O McLaren Group, empresa que inclui a montadora de carros superesportivos e a equipe de Fórmula 1, chegou a um acordo com o Banco Nacional do Bahrein para o empréstimo de £ 150 milhões (ou R$ 1 bilhão), aliviando a crise financeira que levou a companhia a demitir 1.200 funcionários em maio

A McLaren está financeiramente salva. Na esteira de meses muito difíceis em razão sobretudo da pandemia do novo coronavírus, a empresa britânica, que compreende a montadora de carros superesportivos e a equipe de Fórmula 1, se viu obrigada a demitir cerca de 1.200 funcionários e cogitou vender até 30% das ações para sobreviver. Recentemente, recorreu à justiça britânica para conseguir, em caráter de urgência, um empréstimo de £ 280 milhões (ou R$ 1,8 bilhão) até 17 de julho, sob o risco de insolvência. O McLaren Group não conseguiu alcançar a cifra almejada, mas assinou um acordo com o Banco Nacional do Bahrein para obter um empréstimo de £ 150 milhões (R$ 1 bilhão) para aliviar o período de crise e sobreviver.

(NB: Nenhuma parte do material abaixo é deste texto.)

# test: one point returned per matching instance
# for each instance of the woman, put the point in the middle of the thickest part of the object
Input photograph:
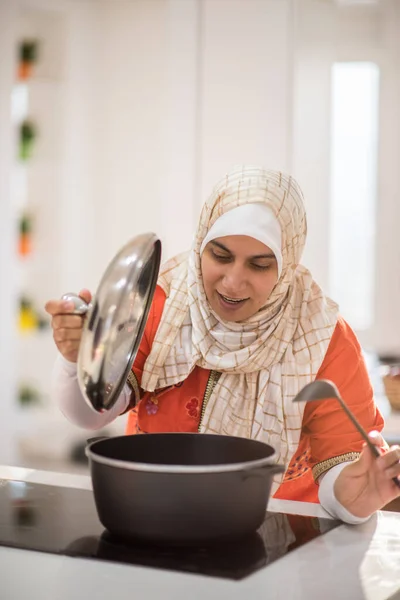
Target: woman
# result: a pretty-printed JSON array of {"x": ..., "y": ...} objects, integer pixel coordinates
[{"x": 237, "y": 327}]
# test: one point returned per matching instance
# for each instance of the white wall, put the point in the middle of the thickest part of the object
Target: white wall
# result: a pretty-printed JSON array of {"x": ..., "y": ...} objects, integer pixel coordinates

A companhia anunciou o acordo com a instituição financeira nesta manhã de segunda-feira. O Bahrein Mumtalakat Holding Company, dono de 56% das ações da McLaren, também é detentor de 44,18% das ações do Banco Nacional do Bahrein. Assim, a empresa britânica conseguiu uma solução caseira para se manter em atividade.

O anúncio do acordo foi feito nesta segunda-feira (29) pela empresa barenita. “O Banco Nacional do Bahrein confirma aos mercados que a documentação final foi assinada e todas as aprovações necessárias foram concedidas em relação a um mecanismo de financiamento de £ 150 milhões”.

Semana passada, o McLaren Group explicou, por meio de um documento enviado à justiça britânica, que “a pandemia afetou seriamente a entrada de dinheiro no grupo [McLaren]. A dimensão e o impacto ficaram rapidamente aparentes para a equipe administrativa, assim como um efeito negativo enorme sobre a habilidade de fazer negócios”.

Andreas Seidl e Zak Brown podem respirar aliviados. A McLaren está salva, pelo menos por enquanto (Foto: McLaren)

“O começo da temporada da F1 foi adiado, concessionárias estão fechadas, fornecedores interromperam negócios, produção foi suspensa, encomendas de consumidores caíram, dinheiro de patrocínio caiu e custos de saúde e de segurança cresceram”, salientou a empresa.

Livre do risco de insolvência, agora a McLaren viaja para a Áustria para a prova que vai abrir a temporada 2020 do Mundial de Fórmula 1 neste fim de semana, com a corrida no Red Bull Ring acontecendo no próximo domingo.